Klimaforscher Fischlin: «Wir haben keine Zeit, um zu warten, bis Trump weg ist»
ZUR PERSON
Prof. Dr. Andreas Fischlin ist in Solothurn aufgewachsen. Er studierte Biologie und Systemtheorie an der ETH Zürich. Nach Forschungsjahren in Kanada lehrte und forschte er seit 1985 bis zu seiner Pensionierung an der ETH Zürich. Als leitender Autor von Kapiteln der Klimaberichte des Weltklimarates IPCC wurde er 2007 Mitempfänger des Friedensnobelpreises. Ausserdem war er während einigen Jahren Wissenschaftsvertreter in der schweizerischen Delegation bei den Verhandlungen zur Klimakonvention der UNO und ist seit 2015 in der Leitung des Weltklimarates.
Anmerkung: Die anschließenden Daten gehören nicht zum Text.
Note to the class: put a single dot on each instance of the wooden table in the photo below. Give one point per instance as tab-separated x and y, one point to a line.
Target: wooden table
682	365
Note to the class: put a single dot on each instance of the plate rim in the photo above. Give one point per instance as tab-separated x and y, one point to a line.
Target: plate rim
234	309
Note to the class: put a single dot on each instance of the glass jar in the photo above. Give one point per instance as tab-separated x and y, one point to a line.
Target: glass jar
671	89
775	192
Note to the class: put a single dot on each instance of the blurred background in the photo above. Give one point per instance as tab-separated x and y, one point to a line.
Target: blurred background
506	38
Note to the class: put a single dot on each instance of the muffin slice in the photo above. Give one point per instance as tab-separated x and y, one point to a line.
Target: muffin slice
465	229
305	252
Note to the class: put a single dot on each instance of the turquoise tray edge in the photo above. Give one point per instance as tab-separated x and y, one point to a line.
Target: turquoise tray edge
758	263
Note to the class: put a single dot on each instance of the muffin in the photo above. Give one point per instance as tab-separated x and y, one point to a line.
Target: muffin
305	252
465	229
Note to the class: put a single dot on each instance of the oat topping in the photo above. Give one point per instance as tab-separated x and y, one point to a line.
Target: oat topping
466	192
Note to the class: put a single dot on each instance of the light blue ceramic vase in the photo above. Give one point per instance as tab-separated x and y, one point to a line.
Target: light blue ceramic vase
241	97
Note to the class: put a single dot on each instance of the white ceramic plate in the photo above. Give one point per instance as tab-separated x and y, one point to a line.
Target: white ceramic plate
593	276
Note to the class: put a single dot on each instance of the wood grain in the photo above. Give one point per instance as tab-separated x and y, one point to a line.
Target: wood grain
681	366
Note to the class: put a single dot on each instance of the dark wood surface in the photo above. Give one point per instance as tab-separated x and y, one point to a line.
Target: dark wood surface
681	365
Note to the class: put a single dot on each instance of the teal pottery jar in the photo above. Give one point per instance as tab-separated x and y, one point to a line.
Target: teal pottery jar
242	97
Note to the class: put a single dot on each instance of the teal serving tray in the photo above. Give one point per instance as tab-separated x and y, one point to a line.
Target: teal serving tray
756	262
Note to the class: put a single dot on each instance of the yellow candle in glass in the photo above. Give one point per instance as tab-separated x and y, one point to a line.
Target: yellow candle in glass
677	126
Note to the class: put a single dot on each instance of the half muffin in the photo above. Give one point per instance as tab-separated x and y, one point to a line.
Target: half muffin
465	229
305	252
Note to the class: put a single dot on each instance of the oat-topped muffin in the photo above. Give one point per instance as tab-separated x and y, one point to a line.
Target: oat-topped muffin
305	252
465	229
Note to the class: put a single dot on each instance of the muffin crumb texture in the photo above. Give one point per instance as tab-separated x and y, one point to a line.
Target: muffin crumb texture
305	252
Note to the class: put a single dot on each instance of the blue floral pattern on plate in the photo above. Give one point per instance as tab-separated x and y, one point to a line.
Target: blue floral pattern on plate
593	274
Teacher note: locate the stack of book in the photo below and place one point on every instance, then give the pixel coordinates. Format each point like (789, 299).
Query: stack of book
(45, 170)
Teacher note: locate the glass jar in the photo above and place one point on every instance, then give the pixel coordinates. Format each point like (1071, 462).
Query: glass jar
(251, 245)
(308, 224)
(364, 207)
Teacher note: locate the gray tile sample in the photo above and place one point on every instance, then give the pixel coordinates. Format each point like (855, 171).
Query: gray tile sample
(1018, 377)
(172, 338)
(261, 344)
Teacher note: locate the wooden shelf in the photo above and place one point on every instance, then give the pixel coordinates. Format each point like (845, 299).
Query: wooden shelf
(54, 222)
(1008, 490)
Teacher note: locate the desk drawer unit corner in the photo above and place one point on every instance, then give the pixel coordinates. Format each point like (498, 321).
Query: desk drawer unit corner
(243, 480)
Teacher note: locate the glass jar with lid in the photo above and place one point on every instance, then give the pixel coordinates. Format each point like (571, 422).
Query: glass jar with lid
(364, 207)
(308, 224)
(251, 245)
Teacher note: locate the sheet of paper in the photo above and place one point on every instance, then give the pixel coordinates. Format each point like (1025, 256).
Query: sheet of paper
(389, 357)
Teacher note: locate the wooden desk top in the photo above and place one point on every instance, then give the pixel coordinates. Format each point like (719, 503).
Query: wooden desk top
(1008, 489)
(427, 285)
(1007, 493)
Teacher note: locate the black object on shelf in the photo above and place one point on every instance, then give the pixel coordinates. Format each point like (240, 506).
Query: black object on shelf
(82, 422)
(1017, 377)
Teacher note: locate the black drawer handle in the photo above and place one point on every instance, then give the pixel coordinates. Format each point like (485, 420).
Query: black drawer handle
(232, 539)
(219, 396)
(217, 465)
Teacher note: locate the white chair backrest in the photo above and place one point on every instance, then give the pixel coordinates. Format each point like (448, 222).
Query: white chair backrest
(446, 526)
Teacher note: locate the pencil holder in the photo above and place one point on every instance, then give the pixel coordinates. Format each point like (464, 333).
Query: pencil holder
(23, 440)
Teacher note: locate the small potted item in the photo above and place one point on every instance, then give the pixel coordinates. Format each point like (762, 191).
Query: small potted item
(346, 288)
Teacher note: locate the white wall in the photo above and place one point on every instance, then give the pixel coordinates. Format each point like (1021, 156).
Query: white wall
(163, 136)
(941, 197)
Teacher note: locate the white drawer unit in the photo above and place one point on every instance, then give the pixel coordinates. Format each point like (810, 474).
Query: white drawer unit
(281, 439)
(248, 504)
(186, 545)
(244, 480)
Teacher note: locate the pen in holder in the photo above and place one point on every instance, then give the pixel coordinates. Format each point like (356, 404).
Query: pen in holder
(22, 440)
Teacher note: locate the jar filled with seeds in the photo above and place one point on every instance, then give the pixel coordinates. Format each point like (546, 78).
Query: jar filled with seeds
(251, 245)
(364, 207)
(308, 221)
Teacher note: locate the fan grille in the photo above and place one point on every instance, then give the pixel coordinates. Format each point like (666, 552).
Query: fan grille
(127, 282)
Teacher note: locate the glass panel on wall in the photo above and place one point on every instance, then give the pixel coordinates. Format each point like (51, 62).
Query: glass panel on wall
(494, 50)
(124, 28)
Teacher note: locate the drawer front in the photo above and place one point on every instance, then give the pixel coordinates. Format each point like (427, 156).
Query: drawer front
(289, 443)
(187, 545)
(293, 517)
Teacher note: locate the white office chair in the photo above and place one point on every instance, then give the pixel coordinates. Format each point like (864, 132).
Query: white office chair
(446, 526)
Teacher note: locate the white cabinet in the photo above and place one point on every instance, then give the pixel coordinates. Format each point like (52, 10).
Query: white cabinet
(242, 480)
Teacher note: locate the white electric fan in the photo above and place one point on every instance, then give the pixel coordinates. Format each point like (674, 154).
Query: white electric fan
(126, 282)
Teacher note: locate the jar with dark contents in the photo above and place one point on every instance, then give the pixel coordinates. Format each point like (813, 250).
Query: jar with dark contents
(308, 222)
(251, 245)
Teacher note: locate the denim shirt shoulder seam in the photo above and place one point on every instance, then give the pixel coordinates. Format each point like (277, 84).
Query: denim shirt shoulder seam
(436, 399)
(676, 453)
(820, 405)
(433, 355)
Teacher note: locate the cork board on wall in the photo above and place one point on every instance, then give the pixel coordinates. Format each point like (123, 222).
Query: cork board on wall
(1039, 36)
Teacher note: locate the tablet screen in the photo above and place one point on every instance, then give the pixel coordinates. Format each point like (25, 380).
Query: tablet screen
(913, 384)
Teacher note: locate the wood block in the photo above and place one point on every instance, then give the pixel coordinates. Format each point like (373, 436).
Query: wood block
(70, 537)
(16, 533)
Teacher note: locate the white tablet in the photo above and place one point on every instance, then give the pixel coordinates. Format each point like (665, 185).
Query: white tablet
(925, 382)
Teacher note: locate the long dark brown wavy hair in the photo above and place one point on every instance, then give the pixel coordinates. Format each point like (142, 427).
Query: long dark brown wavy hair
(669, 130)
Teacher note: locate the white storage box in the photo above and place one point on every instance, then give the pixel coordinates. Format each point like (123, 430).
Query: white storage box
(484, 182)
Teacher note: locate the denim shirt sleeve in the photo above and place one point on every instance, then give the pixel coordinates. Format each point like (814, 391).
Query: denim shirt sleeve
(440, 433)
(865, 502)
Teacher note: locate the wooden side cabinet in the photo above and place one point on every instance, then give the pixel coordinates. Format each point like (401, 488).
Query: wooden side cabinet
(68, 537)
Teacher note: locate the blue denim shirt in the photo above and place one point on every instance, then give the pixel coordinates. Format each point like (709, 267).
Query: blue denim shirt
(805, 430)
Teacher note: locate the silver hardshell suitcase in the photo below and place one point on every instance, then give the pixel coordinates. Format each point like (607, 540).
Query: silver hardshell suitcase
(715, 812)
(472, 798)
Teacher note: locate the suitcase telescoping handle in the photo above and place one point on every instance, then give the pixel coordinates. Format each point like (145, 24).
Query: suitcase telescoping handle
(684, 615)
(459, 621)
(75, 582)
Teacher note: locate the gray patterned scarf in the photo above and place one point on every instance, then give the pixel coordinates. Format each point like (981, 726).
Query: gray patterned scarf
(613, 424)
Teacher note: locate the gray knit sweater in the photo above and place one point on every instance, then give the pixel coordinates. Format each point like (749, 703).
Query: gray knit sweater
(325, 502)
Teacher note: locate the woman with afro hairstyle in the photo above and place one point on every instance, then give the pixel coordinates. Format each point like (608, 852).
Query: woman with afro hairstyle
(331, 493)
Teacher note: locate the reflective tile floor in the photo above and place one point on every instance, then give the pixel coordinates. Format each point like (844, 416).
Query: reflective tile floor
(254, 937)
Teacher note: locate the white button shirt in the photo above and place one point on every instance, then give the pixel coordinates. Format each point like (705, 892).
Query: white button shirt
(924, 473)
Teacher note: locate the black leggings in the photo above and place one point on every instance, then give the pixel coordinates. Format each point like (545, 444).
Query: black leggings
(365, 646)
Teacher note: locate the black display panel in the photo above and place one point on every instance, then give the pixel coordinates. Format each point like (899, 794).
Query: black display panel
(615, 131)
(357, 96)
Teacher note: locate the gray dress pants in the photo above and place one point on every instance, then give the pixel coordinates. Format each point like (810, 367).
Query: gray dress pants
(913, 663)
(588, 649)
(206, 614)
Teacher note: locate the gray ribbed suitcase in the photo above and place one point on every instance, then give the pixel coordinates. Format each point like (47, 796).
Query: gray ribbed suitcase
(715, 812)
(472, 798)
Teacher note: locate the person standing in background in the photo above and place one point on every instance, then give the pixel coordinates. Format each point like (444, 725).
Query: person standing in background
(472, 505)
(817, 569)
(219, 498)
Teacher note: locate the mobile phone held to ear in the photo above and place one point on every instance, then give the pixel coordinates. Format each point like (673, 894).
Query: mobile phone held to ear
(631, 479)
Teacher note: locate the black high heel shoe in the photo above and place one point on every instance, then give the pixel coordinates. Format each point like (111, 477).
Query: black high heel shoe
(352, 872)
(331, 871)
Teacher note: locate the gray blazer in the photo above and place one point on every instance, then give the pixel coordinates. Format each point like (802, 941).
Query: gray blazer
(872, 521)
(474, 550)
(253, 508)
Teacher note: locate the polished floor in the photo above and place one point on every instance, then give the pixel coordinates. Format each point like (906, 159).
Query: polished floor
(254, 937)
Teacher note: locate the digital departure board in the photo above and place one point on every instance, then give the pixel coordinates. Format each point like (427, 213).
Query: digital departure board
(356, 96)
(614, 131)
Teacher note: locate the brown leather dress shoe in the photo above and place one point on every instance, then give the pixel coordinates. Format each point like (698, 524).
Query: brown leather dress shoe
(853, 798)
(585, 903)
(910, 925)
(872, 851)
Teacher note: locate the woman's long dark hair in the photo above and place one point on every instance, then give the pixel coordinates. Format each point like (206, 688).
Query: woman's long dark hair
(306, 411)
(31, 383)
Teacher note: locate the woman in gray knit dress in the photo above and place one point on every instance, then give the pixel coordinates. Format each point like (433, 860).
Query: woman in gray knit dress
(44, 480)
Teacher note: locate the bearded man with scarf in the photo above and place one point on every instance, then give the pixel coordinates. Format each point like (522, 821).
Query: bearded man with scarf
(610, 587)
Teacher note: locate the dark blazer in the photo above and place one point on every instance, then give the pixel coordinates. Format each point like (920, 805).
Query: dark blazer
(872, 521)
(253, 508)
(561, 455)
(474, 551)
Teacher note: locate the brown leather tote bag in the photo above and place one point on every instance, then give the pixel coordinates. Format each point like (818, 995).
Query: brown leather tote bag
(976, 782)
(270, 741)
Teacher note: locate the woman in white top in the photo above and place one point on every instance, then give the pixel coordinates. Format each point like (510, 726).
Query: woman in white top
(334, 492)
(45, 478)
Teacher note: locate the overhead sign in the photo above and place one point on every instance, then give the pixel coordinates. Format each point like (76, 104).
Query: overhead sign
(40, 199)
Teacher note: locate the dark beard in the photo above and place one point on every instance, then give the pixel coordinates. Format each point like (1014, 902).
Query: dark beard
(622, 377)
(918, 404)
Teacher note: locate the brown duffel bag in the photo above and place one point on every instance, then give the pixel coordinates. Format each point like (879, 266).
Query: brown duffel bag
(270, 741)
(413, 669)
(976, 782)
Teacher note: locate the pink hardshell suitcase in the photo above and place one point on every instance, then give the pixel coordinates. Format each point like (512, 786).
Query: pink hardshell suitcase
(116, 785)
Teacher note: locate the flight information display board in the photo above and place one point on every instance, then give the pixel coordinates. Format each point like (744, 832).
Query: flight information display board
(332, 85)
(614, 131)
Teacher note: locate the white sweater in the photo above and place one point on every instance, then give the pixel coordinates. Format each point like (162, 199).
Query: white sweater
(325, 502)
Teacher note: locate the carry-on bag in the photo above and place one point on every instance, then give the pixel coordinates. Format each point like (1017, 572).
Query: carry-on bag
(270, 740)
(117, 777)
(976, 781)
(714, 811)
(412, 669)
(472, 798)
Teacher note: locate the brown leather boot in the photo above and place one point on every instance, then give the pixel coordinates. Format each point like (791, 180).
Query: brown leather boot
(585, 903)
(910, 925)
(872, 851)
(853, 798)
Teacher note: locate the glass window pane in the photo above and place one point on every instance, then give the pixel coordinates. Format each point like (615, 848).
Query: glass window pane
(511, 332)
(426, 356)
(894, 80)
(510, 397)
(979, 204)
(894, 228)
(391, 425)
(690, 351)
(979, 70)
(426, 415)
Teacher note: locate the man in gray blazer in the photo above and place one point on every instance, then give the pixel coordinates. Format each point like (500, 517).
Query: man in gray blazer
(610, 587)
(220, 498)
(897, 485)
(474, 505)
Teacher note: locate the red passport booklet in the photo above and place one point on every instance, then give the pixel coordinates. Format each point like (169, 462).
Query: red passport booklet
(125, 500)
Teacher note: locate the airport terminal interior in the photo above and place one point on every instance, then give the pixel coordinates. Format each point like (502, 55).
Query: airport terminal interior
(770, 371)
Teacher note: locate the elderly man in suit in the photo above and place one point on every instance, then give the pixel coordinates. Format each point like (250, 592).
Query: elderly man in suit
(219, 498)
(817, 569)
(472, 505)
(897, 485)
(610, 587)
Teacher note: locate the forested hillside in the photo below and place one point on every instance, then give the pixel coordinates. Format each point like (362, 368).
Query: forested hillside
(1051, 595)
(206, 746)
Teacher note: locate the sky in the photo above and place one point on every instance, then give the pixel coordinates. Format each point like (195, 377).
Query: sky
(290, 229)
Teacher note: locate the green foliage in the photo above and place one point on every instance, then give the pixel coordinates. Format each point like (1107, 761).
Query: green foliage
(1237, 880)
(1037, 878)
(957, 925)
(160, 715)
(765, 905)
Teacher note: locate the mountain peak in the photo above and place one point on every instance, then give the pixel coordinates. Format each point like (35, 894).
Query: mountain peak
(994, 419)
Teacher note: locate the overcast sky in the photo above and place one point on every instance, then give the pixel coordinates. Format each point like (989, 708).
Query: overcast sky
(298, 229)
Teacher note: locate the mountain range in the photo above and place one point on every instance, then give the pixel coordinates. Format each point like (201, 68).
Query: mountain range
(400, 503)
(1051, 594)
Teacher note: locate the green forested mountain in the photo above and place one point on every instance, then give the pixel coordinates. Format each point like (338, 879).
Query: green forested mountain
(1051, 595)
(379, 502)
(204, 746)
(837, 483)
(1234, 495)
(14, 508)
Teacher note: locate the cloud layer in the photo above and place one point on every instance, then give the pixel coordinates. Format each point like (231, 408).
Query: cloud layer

Er ist Vizepräsident der Arbeitsgruppe II, welche sich mit den Folgen des Klimawandels auseinandersetzt. Fischlin fungiert in seiner Freizeit als Bassist einer Rockband. Bereits in seinen Jugendjahren war er Mitbegründer der Band Terrible Noise, aus welcher 1975 Krokus hervorging.
Andreas Fischlin, Sie halten am Mittwoch in Zofingen einen Vortrag mit dem Titel «Warum der Klimawandel für unser Wohlergehen wichtig ist». Wie lautet die Antwort in einem Satz?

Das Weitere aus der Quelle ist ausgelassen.